For those of you who have done it, running a conference is a lot of work. Authors submit via Precision Conference (PCS) and publish in the ACM Digital Library (DL) while chairs organize sessions, make programs for their websites, and recruit volunteers to wrangle data and keep track of every last little change of affiliation, title, session chairs, room, and booked time. If you’re attending the conference, it can be equally as challenging to find sessions, make notes, and get the paper itself from the ACM DL. SIGCHI has built a fair bit of infrastructure to help chairs and attendees in our two dozen conferences conduct all this smoothly. This included native mobile applications for iOS and Android and yes, I did just use past tense. These native apps are in sunset 🌅 and we froze development on them (so if you filed an issue in the past it won’t get fixed there).
The issue with native applications is they are quite expensive to maintain and test while being difficult to keep parity across devices. Every year a new OS requires a bit of a refactor. Then a retest. Then an accessibility check. Then a UI check. Then a push to the store. Then a rejection from the store (it happens!). It goes on and on for both platforms and requires a lot of engineering chasing fixes. Now, I’m six months into the role of VP of Operations for SIGCHI but I knew this was untenable; together with the SIGCHI Operations team and our developer team we decided to move to a Progressive Web Application (PWA).
Within a few months, we had a test application running and decided it was time to spend our engineering efforts on moving to 100% PWA and deprecate the native applications. As luck would have it, I had an in with the CSCW 2019 Paper’s Co-chairs and so, before the PWA was finished we decided to open up the beta also note the permalink structure because you’ll be able to get to any participating conference program the same way: https://programs.sigchi.org/CSCW/2019
. For now, the best way to get to the app is to bookmark it or add it to your device’s homescreen.
The SIGCHI PWA is responsive and consolidates our development under one easy test easy deploy HTML umbrella. Got an iPhone 📱, no problem. Big monitor 🖥, sure thing. There’s a lot of work behind the scenes going on to link this infrastructure with PCS and the DL (which will remove a lot of manual scripts and spreadsheets from the organizing committees). In fact, I spent all of 7 minutes total making the CSCW program (~50 sessions and 210 papers) with zero presenter conflicts. Last year was an order of magnitude more time. Very soon we’ll have direct links to the papers right in the PWA (and with the new ACM TAPS process the paper will also be responsive HTML5) and there will be a JSON endpoint for anyone to get a parseable version of the whole program.

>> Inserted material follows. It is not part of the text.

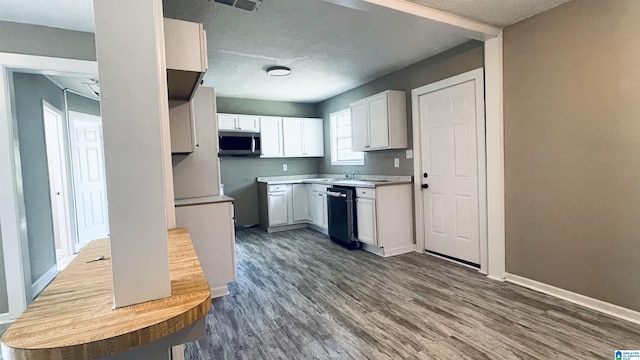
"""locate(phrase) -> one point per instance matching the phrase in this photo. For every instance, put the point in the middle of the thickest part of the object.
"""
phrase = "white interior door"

Keep in mind, we’re still in beta and we need your help. As a volunteer lead organization, we rely on our community for feedback and support. See an issue? Let us know! Have a suggestion? Just click (or tap) the Contact Us button in the bottom left of the screen. We diligently track and triage every request.
Right now many features don’t work (like adding a session to your schedule or exporting your reading list and notes) but as those interactive features come live, they will sync across all your logins (phone, tablet, web browser) as long as you’re logged in using your ACM login (we do a SSO bounce to the ACM just for authentication). We hope to be more so fully functional before CSCW 19 in a month. Other important non-visual features, like offline browsing, are already implemented.
The PWA provides more accessibility than the native apps which is fantastic and since it’s all HTML based, it’s faster for us to check for issues with screen readers and colors. However, those unit style tests only get us so far. A few community members have offered to help us test accessibility deeply (yay thanks!) and we’ll move in that direction soon after we collect more feedback from this CSCW beta test.
Finally, there’s the core UI. For the first launch, we decided to skin the PWA as close to the previous native app as possible. This allowed us to focus on the platform. I’d really like to redo the app’s design and flow in 2020 but it will take a lot (a lot!) of volunteer time. If you’re interested in helping, email me.
Thanks to everyone who’s submitted feedback to date, the SIGCHI Ops team, Julie Williamson (SIGCHI VP of Publications), and finally Karrie Karahalios and Eric Gilbert (the CSCW 2019 General Chairs) for letting me early beta test.